Figure 4: Now That is New!
As of April 2018

Source: Cornerstone.

This evolution is certainly worth noting from a risk-return perspective, with growth assuming better and more defensive drawdown characteristics in recent years when compared to value. Time will tell whether this is due to transitory investor behavior, but our perspectives on structural change inform us that there is also real change occurring, which is shifting the nature of markets and stocks.


We remain focused on being on the right side of change, investing in companies that can grow in what we believe will be a lower growth world. We have re-iterated this point many times, but a low growth world does not imply a lack of change or progress. In many senses, the pace of change still feels furious to us as industries grow, with the winners winning big and the losers facing an uncertain future.

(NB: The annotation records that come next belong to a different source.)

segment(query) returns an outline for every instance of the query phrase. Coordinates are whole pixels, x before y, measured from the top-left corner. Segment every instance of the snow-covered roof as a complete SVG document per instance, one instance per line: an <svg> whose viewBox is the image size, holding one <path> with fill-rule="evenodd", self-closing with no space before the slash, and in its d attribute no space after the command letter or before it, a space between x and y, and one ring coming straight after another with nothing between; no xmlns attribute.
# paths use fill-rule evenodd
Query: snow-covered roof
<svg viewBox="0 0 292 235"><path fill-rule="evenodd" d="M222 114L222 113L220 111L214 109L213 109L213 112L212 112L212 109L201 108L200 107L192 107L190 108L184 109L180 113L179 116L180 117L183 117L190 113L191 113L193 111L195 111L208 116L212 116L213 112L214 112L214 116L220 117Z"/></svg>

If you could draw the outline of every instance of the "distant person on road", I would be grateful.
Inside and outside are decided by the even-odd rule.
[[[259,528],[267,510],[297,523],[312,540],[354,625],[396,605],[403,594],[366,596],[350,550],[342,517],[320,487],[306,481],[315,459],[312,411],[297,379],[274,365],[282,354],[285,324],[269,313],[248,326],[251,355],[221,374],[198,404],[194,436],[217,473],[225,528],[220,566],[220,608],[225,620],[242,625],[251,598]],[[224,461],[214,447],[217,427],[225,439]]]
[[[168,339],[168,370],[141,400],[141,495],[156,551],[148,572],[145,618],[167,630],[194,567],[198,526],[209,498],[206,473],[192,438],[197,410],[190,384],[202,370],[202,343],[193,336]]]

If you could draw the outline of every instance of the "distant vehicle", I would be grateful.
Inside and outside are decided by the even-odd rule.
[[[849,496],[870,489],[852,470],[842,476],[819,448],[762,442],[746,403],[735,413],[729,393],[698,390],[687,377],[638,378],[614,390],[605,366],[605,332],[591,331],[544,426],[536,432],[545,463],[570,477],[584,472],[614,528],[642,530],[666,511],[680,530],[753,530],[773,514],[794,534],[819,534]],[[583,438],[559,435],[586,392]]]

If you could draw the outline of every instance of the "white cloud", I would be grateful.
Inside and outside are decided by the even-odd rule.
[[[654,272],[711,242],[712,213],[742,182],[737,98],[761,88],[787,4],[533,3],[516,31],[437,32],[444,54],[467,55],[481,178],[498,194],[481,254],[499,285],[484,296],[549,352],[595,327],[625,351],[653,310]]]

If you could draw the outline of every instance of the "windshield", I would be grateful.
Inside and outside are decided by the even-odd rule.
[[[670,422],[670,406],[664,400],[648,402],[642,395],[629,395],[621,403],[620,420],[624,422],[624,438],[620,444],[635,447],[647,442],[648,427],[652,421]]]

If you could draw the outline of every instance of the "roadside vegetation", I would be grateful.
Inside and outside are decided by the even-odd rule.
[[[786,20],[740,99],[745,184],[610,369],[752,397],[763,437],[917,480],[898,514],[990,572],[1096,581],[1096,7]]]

What we are doing, is taking a more balanced approach as many of the cyclical areas that were structurally depressed (financials and industrials), have rebounded in response to rising global growth expectations. Meanwhile, information technology and other areas that have been clear market beneficiaries have become a much more crowded space, which poses a challenge to in certain segments of the market.

So we are therefore being very specific about the stocks we own, and remain committed to our investment framework that focuses on identifying and investing in high-quality companies where we have insights about their improving economic returns for the future. What volatility has allowed is a refreshing upgrade to our holdings, where macro fears have shifted stock prices unnecessarily.

Looking at the big picture, we remain confident in the long term outlook for companies that are on the right side of change. Are we being watchful for risks however, and are we open to changing our mind? Absolutely.

Key Risks

Transactions in securities of foreign currencies may be subject to fluctuations of exchange rates which may affect the value of an investment. The strategy is subject to the volatility inherent in equity investing, and its value may fluctuate more than a strategy investing in income-oriented securities. The strategy may include investments in the securities of companies listed on the stock exchanges of developing countries.